There’s a public service announcement on late night sports talk radio (my husband’s addiction, not mine) that features a grown man saying things like, “that car is red! Isn’t that a fast car? Go, red car, go!”  The announcer breaks in and says, “This man might not make any sense to you… but to his 3 year old son, he makes perfect sense”.  The ad then states that when adults speak to children in full sentences or in songs the children develop better.  It was trying to sell parents on the idea of talking to their kids.

From the research I have read, this advice is very solid.  Children not only develop their vocabularies better when they have significant adult interaction, but they have been shown to develop better in most intellectual and social capacities.  Indeed, I have heard that the worst damage done to children who grow up in crowded, short-staffed institutions is not from malnutrition but from a lack of cuddling, talking and cooing.  Perhaps you have heard stories of babies in developing countries whose bottles are propped in the bars of their cribs because their caretakers only have enough time to make the rounds of feeding and diapering.

Despite my many shortfalls as a parent, I excel in the area of child interaction.  So much so, that when I heard the PSA I mentioned earlier, I was kind of confused.  Why would someone bother to make an ad to tell parents to sing to their babies? Mine has inspired at least one new tune per day in her 5 and half months of life so far.  She also gets so thorough a narrative about what is happening around her that I sometimes have to remind myself that perhaps the woman in the stall next to me does not need a detailed account of my daughter’s diaper change.

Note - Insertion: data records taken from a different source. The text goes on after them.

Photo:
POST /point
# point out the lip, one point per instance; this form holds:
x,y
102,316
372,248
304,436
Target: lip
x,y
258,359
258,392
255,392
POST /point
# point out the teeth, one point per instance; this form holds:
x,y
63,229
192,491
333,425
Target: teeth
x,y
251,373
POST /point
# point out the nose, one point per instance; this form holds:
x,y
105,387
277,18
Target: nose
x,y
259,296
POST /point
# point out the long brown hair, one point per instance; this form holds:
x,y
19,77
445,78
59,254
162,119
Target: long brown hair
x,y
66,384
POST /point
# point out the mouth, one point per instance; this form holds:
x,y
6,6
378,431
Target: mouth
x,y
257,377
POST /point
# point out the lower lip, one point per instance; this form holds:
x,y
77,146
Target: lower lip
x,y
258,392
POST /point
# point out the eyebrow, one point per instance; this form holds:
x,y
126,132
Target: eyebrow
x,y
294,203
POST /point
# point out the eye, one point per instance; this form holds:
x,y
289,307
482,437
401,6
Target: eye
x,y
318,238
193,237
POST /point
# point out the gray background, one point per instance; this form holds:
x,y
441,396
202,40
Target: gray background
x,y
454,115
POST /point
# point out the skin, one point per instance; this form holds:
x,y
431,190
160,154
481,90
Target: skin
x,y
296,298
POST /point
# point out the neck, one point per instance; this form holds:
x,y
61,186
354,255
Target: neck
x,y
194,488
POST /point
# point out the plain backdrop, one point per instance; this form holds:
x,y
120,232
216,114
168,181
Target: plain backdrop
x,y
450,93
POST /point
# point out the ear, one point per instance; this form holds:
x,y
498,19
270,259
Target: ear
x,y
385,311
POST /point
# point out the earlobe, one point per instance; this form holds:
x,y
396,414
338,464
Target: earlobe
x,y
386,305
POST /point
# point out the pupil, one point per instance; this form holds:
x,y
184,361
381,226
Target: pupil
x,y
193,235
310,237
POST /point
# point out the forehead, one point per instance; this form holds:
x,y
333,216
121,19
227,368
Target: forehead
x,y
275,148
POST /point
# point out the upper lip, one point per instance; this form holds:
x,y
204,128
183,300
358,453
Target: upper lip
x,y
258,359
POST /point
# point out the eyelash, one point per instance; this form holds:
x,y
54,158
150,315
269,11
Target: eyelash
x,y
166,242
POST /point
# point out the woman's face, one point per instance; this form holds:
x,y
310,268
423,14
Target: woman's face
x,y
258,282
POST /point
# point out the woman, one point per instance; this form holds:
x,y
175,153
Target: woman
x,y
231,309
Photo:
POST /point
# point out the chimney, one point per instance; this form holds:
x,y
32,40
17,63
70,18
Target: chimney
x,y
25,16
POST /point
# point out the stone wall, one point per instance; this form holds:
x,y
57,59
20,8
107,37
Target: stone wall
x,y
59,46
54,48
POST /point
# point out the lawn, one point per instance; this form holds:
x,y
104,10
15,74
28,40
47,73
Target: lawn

I admit, I am not dreaming of sky-high ACT scores when I rewrite the lyrics to Old MacDonald for the umpteenth time to include a certain wide-eyed infant.  I am simply delighting in her presence and unashamedly trying to earn one of her captivating smiles.  That, I think is the real value behind adult/child interaction.  It is the day-to-day manner in which we communicate to the child his or her worth.  Each smile tells baby that we are glad she exists, that she brings us joy, that she belongs in our family.  In short, it is how the baby comes to understand that he or she is loved.  I think that once a person can feel confident in the fact that he is loved, it is only natural that other skills, such as language or logic, would also begin to blossom.

We are now in the liturgical season of Ordinary Time, which is named for the way the weeks are ordered, not for the lack of cool decorations or special customs.  Still, Ordinary Time can feel kind of… ordinary.   We expect all the really good penances and epiphanies and spiritual mountain-tops to come from “special” seasons like Lent and Easter.  But Ordinary Time is a season of growth and hope.  The “special” seasons are like many of the special occasions in our lives: birthdays, baptisms, weddings, graduations, etc.    But it is what happens during the every-day that really shapes who we are.

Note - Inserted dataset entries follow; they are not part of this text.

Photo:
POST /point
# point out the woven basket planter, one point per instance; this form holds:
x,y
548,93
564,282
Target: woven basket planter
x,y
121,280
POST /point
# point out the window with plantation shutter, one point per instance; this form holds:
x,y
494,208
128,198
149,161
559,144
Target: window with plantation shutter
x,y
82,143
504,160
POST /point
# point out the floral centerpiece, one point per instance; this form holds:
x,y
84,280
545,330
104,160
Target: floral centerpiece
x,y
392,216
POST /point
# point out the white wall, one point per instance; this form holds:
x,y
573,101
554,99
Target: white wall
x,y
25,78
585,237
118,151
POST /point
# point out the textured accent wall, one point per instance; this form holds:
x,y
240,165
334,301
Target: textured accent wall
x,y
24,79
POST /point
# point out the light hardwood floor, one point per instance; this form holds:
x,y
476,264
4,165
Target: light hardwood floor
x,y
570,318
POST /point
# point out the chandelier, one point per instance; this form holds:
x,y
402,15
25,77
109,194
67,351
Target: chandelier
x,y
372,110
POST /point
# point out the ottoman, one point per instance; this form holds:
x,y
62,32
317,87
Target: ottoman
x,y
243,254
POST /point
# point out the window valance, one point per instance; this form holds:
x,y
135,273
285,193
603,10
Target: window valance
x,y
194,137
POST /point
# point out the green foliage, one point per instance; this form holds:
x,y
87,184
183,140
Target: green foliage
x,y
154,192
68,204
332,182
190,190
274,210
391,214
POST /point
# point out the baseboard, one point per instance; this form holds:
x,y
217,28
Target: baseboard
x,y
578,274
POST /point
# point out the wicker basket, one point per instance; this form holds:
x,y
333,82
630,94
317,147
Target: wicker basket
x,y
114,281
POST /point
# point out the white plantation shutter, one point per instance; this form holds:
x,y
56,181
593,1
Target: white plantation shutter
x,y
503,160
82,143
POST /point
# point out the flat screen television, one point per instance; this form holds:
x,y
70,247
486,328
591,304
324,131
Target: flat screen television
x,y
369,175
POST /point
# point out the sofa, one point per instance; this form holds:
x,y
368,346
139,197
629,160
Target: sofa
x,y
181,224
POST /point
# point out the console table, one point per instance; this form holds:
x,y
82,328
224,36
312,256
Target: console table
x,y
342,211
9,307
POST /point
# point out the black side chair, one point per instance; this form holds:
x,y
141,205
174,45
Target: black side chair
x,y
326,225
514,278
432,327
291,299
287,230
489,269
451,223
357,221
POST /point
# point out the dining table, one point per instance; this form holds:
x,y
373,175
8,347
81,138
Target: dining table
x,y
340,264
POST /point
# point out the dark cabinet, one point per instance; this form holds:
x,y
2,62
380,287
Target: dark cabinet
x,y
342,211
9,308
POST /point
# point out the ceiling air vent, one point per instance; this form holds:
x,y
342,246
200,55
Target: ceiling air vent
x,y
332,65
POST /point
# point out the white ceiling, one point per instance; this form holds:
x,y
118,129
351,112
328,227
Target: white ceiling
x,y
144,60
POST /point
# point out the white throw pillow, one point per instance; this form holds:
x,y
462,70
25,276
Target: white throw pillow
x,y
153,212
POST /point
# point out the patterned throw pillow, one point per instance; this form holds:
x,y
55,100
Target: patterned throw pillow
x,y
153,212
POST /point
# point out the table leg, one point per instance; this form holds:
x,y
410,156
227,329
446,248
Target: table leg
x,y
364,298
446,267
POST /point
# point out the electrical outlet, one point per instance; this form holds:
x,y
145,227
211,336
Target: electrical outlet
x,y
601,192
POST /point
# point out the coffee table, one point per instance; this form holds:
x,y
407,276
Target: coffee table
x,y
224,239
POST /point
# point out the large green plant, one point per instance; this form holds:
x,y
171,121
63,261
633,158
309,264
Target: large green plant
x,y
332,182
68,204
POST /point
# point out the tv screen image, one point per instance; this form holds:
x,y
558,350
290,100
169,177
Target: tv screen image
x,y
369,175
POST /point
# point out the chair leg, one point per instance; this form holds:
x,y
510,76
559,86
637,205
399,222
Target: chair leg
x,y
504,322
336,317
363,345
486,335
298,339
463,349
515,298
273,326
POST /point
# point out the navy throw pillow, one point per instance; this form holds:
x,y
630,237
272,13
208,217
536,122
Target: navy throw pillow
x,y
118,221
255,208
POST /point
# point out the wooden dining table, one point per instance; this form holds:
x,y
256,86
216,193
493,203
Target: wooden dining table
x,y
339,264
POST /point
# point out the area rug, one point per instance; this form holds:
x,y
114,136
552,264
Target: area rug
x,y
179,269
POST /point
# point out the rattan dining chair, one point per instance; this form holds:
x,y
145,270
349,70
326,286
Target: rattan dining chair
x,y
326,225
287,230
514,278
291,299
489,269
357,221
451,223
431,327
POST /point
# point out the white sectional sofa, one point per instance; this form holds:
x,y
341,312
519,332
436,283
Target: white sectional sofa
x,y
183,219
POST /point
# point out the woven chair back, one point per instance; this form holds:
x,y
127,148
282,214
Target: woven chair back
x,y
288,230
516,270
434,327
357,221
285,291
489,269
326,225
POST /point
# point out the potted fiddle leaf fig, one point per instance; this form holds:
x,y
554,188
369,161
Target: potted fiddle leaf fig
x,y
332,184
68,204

I don’t think it’s any coincidence that Ordinary Time begins for the year with the Feast of the Baptism of the Lord.  In the Gospel reading this year, we heard God the Father say to Jesus, “You are my beloved Son, in whom I am well pleased.”  I feel a faint echo of the Father’s delight in Jesus when I peer at my baby and think my heart might burst with joy.  The Father is affirming Jesus’ worth, the Father’s joy in his existence and in their relationship.  Not that Jesus needed it.  As an also fully divine Person, who had always existed, he lived constantly in the affirmation of the Father.  Yet the Father offers it anyway.  I think he offers it for us.  Knowing that we all would enter those baptismal waters, sanctified by Jesus, the Father knew we would need to get that affirmation that our very existence is good. We need to know we belong.

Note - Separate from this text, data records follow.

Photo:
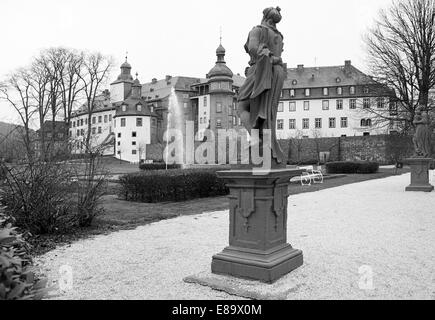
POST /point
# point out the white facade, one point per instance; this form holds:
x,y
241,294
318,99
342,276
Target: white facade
x,y
327,118
203,114
101,130
132,134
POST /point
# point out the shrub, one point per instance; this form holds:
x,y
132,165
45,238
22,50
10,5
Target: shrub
x,y
158,166
47,197
352,167
172,185
17,279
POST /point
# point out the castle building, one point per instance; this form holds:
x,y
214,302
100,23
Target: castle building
x,y
130,120
332,102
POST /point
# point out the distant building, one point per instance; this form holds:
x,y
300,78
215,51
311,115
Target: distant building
x,y
321,102
331,102
52,139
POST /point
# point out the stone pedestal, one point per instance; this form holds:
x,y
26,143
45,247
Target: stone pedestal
x,y
419,174
258,247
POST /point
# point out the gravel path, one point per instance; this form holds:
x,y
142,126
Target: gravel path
x,y
374,223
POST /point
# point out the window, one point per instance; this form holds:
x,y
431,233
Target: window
x,y
366,103
332,122
344,122
307,92
366,122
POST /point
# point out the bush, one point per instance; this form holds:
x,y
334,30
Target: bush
x,y
158,166
47,197
352,167
172,185
17,279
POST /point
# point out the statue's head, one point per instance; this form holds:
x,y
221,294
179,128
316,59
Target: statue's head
x,y
272,14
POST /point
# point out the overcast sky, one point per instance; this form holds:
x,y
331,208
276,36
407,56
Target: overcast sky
x,y
179,38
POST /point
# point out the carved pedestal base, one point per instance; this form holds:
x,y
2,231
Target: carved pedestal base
x,y
258,247
419,174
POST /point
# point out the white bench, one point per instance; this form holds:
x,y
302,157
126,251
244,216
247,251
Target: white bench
x,y
311,176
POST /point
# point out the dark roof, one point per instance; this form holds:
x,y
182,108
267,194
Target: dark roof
x,y
333,76
131,109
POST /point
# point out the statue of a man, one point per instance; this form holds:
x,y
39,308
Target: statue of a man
x,y
259,95
423,132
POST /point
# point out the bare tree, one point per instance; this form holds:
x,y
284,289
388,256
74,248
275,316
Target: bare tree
x,y
401,49
96,69
17,91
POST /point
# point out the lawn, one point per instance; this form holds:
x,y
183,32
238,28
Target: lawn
x,y
120,215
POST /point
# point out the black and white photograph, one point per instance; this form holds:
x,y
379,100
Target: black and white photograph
x,y
217,154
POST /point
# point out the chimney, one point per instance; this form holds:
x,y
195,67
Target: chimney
x,y
347,67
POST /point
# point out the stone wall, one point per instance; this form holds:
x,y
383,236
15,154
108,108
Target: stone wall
x,y
385,149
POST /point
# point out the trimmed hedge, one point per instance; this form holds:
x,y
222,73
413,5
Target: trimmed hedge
x,y
158,166
171,185
352,167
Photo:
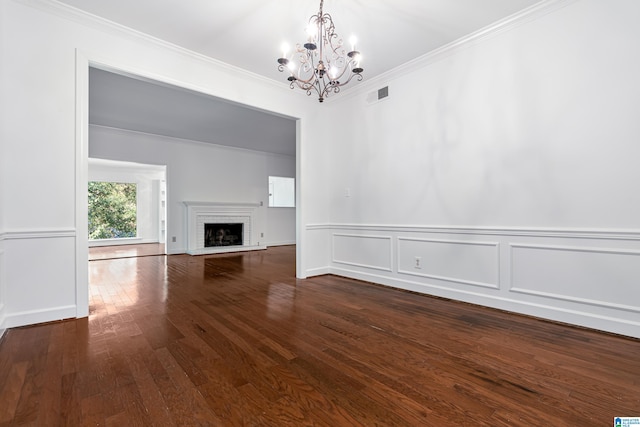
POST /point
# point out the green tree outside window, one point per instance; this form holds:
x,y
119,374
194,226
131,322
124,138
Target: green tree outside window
x,y
112,210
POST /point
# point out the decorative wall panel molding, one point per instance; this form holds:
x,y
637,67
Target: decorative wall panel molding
x,y
38,234
466,262
584,275
363,251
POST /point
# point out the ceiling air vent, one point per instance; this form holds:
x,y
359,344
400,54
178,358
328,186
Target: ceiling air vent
x,y
376,96
383,93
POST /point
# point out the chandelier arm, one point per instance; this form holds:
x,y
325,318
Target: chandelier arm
x,y
323,60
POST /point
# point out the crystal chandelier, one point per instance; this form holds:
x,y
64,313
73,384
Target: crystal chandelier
x,y
321,64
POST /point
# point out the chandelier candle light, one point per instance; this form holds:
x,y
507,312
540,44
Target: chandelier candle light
x,y
322,62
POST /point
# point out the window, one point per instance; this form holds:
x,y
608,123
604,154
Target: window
x,y
282,192
112,210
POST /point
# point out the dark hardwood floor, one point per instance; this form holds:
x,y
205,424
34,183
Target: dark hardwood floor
x,y
235,339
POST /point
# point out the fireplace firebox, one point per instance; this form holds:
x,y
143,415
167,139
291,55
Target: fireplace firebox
x,y
226,234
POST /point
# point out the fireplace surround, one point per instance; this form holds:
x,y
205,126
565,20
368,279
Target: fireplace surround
x,y
213,227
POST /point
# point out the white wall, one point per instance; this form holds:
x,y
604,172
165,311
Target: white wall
x,y
508,166
3,157
202,172
46,51
147,179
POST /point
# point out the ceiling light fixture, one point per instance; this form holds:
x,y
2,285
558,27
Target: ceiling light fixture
x,y
321,64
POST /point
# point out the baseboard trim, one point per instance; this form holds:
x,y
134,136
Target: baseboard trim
x,y
39,316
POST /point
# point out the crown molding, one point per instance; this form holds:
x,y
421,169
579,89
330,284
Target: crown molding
x,y
508,23
95,22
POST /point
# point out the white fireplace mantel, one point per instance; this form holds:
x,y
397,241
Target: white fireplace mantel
x,y
199,213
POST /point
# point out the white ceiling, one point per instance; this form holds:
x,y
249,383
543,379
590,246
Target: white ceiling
x,y
249,33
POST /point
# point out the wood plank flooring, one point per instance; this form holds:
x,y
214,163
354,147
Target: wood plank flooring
x,y
236,340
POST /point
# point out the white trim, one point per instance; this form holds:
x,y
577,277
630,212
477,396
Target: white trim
x,y
558,296
495,245
32,317
121,241
219,212
355,264
572,233
82,177
48,233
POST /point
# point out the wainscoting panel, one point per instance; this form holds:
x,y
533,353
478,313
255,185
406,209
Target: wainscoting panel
x,y
367,251
39,272
586,277
3,291
591,275
465,262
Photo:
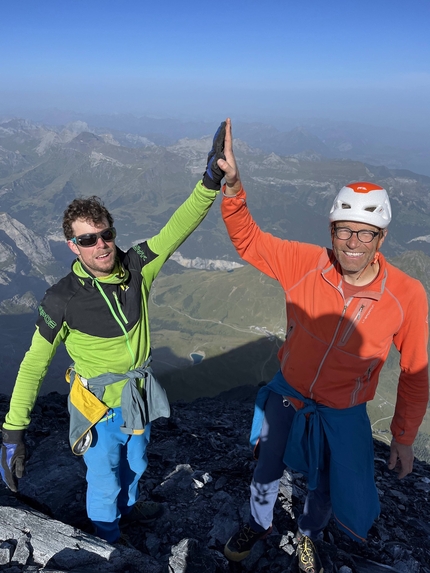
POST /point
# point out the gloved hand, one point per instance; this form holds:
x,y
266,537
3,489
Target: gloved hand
x,y
12,457
213,175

Ordinary Time is a chance to allow ourselves to receive the look of delight in the face of our Creator.  To learn that though there are times that are the spiritual equivalent of being trapped in our car seats for what feels like forever in a poopy diaper, the Father will always reassure us that He is there, that he cares for us, and that he is head-over-heels in love with us.

The fact is that some of us need a spiritual PSA, reminding us to go receive that love.  Just like it must not be obvious to every parent that they should talk and sing to their kids, it’s not obvious to many of us that we need to be faithful to prayer and to the sacraments, especially the Mass.  I would imagine that good, loving parents might avoid conversations with their babies in an effort to get it all done, to keep food on the table, to be sure everyone in the house has a dry butt.  But in doing so, they may be missing what a baby needs most—the reassurance that he is cherished for who he is.  Many of us (myself included at times) often miss out on experiencing God’s delight in us for the same ultimately trivial reasons.

So, let’s not wait until Lent to recommit to our prayers, to the sacraments and to any other spiritual practices that allow us experience God’s love for us.  For it is through this every-day dosage that we can really begin to soar in all aspects of our lives.